Views: 1956
Lien : https://tryhackme.com/room/overpass3hosting
[Web]
Dans un premier temps, nous allons effectuer un scan nmap :
Rien à signaler de particulier du côté du site web nous allons donc énumérer ce dernier avec l’outil ffuf :
ffuf -u http://10.10.126.177/FUZZ -c -w /usr/share/seclists/Discovery/Web-Content/common.txt
Le fichier CustomerDetails.xlsx.gpg semble contenir des informations cruciales pour la suite.
Pour ce faire, nous déchiffrons ce dernier à l’aide des commandes suivantes :
gpg --import priv.key
gpg --decrypt CustomerDetails.xlsx.gpg > customer.xlsx
Afin de lire ce fichier sans outil :
https://sheet.zoho.com/sheet/excelviewer
N’oublions pas que nous avons un service FTP qui tourne sur la machine TryHackMe !

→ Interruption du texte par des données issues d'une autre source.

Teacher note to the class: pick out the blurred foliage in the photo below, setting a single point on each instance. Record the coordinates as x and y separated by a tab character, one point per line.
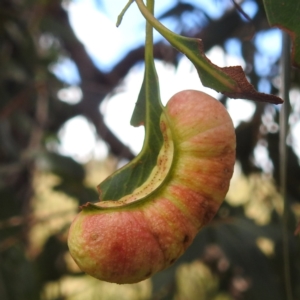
237	257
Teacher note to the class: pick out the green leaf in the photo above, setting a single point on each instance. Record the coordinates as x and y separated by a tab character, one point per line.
231	81
147	112
285	15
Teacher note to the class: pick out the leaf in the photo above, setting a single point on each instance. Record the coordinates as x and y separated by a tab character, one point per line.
147	112
285	15
230	81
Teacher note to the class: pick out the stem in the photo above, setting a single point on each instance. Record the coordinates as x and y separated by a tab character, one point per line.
283	118
149	34
121	15
185	45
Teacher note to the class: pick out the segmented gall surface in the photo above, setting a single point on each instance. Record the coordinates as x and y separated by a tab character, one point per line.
129	241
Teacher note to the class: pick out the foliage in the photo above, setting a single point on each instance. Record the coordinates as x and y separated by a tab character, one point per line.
242	252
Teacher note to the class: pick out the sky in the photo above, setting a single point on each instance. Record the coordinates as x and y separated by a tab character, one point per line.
94	25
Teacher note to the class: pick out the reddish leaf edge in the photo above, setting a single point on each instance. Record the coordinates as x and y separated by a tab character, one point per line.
243	89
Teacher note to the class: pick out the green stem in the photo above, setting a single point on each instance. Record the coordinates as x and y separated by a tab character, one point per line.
121	15
185	45
149	35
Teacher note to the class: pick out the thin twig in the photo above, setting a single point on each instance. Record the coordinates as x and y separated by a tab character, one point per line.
284	115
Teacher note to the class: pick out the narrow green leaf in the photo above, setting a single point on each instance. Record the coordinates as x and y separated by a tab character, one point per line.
147	112
285	15
231	81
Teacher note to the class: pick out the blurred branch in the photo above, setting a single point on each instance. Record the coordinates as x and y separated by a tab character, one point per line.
215	33
284	116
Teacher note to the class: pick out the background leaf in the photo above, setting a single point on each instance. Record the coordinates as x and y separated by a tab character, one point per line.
285	15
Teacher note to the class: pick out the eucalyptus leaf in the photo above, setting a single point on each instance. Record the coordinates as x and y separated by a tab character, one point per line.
231	81
147	112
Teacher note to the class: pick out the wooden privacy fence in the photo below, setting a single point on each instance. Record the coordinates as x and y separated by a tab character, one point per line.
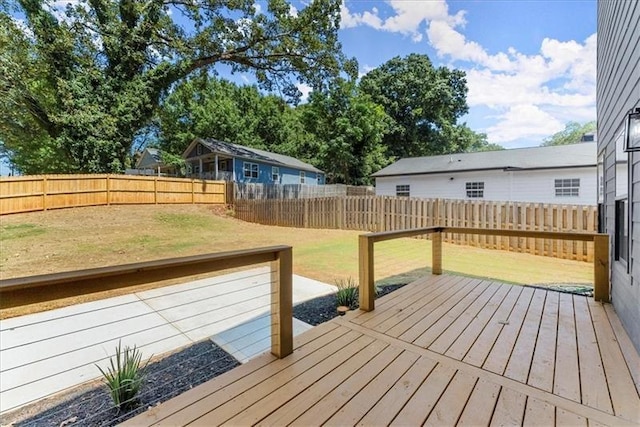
43	192
400	213
249	191
366	247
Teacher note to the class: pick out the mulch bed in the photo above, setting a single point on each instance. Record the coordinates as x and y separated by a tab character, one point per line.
90	404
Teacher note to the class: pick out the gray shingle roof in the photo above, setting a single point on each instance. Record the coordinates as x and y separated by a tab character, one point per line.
561	156
256	154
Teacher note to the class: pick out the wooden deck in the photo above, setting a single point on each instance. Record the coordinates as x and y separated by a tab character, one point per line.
443	350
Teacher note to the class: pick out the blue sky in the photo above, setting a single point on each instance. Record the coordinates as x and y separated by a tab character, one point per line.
530	65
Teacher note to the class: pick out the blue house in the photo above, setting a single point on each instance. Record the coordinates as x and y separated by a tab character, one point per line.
213	159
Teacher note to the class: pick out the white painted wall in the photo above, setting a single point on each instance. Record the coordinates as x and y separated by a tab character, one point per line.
516	186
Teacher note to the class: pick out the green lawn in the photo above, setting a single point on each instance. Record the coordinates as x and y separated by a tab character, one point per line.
44	242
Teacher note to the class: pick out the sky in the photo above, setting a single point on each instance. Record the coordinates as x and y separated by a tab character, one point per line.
530	65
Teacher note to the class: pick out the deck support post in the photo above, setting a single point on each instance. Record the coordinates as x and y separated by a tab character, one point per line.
366	292
601	268
436	252
282	304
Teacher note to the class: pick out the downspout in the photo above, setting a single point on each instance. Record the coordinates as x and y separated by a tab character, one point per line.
510	186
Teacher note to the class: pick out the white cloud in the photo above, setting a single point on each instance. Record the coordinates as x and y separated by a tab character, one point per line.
408	17
305	89
364	70
523	121
532	96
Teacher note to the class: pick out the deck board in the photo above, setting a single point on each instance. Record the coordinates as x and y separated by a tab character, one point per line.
443	350
567	373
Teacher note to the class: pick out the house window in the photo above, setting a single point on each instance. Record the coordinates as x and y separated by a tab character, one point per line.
622	231
475	190
403	190
250	170
567	187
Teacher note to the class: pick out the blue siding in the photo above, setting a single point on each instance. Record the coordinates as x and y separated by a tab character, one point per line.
286	176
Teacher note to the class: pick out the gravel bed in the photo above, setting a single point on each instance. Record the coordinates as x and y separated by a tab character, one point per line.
90	404
166	378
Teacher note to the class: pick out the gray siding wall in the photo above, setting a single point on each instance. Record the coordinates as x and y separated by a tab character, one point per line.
618	91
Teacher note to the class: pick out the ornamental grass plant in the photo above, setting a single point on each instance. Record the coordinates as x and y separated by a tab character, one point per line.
124	376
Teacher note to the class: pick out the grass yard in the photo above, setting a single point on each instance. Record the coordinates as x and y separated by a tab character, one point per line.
71	239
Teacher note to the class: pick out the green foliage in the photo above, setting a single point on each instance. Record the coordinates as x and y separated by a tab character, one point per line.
424	104
76	87
348	129
242	115
571	134
347	294
124	376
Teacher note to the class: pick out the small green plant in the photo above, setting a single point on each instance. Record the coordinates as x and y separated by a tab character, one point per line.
347	294
125	375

En testant les credentials trouvés plus haut nous avons donc un accès au FTP avec paradox:password !
À ce stade là nous pouvons simplement upload sur le FTP notre reverse shell :
https://raw.githubusercontent.com/pentestmonkey/php-reverse-shell/master/php-reverse-shell.php
Nous avons donc un accès à la machine en tant qu’utilisateur apache, ce qui nous permet de récupérer le premier flag :
[User]
En réutilisant le mot de passe trouvé plus haut nous sommes désormais paradox !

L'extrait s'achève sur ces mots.